I have an extreme bone collector sight.


----------



## outdoorkid1 (Nov 20, 2010)

tru glo micro brite 5 pin sight


----------



## muzzyman1212 (Mar 28, 2009)

Got a spot hogg hogg-it on the way.


----------



## N7709K (Dec 17, 2008)

ax3000 with truespot 
armortech pro hd


i've had spot hoggs, hha's, vipers, cobras, truglos


----------



## bow hunter11 (Dec 7, 2010)

tru glo micro brite 5 pin sight


----------



## arhoythunter (Aug 3, 2010)

Sword twilight hunter.

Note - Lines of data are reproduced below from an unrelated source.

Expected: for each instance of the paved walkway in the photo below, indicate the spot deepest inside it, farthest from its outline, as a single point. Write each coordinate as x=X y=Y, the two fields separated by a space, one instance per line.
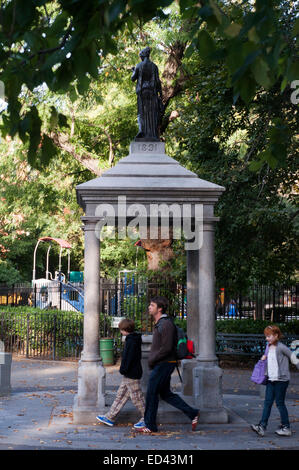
x=38 y=415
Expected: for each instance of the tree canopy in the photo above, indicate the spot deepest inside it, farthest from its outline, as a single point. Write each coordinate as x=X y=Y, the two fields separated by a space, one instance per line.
x=227 y=70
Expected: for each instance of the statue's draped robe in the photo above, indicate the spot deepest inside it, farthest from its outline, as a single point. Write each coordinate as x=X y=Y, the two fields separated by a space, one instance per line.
x=148 y=106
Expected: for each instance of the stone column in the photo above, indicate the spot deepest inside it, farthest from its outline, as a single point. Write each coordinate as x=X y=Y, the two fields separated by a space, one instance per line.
x=187 y=365
x=90 y=399
x=207 y=375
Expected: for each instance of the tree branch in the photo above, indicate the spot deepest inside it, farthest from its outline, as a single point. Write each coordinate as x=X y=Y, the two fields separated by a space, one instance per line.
x=86 y=159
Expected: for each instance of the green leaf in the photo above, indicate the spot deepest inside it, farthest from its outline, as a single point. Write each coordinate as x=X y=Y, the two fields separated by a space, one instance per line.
x=35 y=135
x=48 y=150
x=296 y=28
x=217 y=11
x=253 y=36
x=260 y=70
x=233 y=30
x=62 y=120
x=246 y=86
x=53 y=118
x=83 y=84
x=206 y=44
x=293 y=71
x=255 y=165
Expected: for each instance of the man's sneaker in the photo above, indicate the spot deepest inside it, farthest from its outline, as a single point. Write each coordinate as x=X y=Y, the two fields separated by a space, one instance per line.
x=284 y=431
x=140 y=424
x=259 y=429
x=105 y=420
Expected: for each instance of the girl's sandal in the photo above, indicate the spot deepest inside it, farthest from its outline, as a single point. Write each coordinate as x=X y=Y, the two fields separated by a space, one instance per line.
x=144 y=430
x=194 y=423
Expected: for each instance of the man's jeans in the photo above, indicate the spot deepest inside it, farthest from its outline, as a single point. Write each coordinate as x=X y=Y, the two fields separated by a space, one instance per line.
x=159 y=384
x=275 y=391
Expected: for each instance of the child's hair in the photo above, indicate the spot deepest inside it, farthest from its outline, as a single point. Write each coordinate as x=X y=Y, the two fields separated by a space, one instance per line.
x=161 y=302
x=127 y=324
x=274 y=330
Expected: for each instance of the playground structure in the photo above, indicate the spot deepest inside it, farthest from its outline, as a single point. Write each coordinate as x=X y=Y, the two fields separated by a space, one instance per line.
x=66 y=292
x=58 y=291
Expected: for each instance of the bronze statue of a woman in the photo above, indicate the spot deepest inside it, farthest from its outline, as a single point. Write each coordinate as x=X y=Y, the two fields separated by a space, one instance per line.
x=149 y=101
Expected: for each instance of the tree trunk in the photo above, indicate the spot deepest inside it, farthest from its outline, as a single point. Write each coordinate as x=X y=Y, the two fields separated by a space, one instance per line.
x=157 y=250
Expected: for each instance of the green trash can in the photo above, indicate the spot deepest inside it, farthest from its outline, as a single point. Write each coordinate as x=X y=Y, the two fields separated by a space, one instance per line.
x=107 y=351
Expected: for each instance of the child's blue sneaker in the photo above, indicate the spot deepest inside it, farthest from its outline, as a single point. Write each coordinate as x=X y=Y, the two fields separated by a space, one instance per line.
x=105 y=420
x=140 y=424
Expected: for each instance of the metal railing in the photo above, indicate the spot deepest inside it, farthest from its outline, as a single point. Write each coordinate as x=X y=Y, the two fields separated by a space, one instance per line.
x=46 y=335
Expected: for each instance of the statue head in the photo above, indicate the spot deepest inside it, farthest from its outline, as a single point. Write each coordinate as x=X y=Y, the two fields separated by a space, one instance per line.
x=145 y=52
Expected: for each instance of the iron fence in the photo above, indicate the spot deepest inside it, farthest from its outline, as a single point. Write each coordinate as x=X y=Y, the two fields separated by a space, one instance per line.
x=272 y=303
x=45 y=335
x=52 y=334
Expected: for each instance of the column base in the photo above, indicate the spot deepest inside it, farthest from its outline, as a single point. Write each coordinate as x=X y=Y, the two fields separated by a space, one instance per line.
x=207 y=393
x=86 y=414
x=91 y=397
x=5 y=373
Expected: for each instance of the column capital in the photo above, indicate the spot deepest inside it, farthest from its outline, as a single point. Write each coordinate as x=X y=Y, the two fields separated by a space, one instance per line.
x=208 y=223
x=89 y=222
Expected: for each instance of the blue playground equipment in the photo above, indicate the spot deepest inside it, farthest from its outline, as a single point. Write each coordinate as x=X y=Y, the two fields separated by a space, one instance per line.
x=57 y=292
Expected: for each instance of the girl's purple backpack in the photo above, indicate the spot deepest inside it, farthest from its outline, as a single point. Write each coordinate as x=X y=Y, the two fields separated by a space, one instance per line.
x=259 y=372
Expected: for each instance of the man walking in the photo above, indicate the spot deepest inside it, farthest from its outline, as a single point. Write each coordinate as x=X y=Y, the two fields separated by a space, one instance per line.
x=162 y=362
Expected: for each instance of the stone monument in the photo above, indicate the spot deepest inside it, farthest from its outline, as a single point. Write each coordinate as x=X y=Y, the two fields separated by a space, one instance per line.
x=148 y=177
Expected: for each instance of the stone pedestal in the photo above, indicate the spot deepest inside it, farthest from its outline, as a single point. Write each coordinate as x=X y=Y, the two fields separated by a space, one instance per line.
x=187 y=366
x=151 y=183
x=207 y=376
x=207 y=393
x=145 y=350
x=5 y=373
x=90 y=399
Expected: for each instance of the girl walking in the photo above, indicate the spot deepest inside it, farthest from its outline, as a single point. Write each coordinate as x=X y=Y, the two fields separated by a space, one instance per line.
x=131 y=370
x=278 y=380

I think 0.10 pin size


----------



## Ignition kid (Oct 7, 2008)

I have an axcel armortech HD .010 7 pin on my Z7 and on my monster I have an HHA optimizer the same as u got and mine has the adjustable pin brightness thing which is very nice, but when I set my monster up for hunting I am going to put an axcel armortech .019 7 pin on it for hunting.


----------



## jodipuma (Feb 24, 2011)

well im personaly a fam of slider type sights i have a tru glo range rover also think im gonna sell it


----------



## bigbulls10 (Jul 25, 2010)

i got a spot hogg real deal 5 pin .019
and i got a copper john deadnuts 2 tourney master with the 6 inch dove tail and micro adjust


----------



## muzzyman1212 (Mar 28, 2009)

Went and got my hogg-it today!


----------



## N7709K (Dec 17, 2008)

Muzzy,

Have you sighted it in yet?


----------



## muzzyman1212 (Mar 28, 2009)

N7709K said:


> Muzzy,
> 
> Have you sighted it in yet?


Haven't even shot to be honest, but tomorrow im gonna set the 2nd and 3rd axis then get it sighted in. I know you like the axcel's and so do I, but around here spot hogg is the considered the best.


----------



## firstfoot91b (Mar 24, 2011)

HHA OL-5519 and loven it. Got it at a local archery shop for 178.00


----------



## N7709K (Dec 17, 2008)

Just wonderin.. I've had spot hoggs and the reason I switched is due to the pin adjustment. Loved the sight, it shot great, just the individual pin adjust was too picky


----------



## Jonas Ki (May 7, 2011)

I have a Shibuya Ultima AL with a Viper 1 3/4" with 1x .19 Pin for Fita. Maybe soon a 29mm Shibuya Scope


----------



## hoytarcherygal (Sep 13, 2010)

recurve is a sureloc Quest and Compound is a sureloc challenger. I shoot target with both of these


----------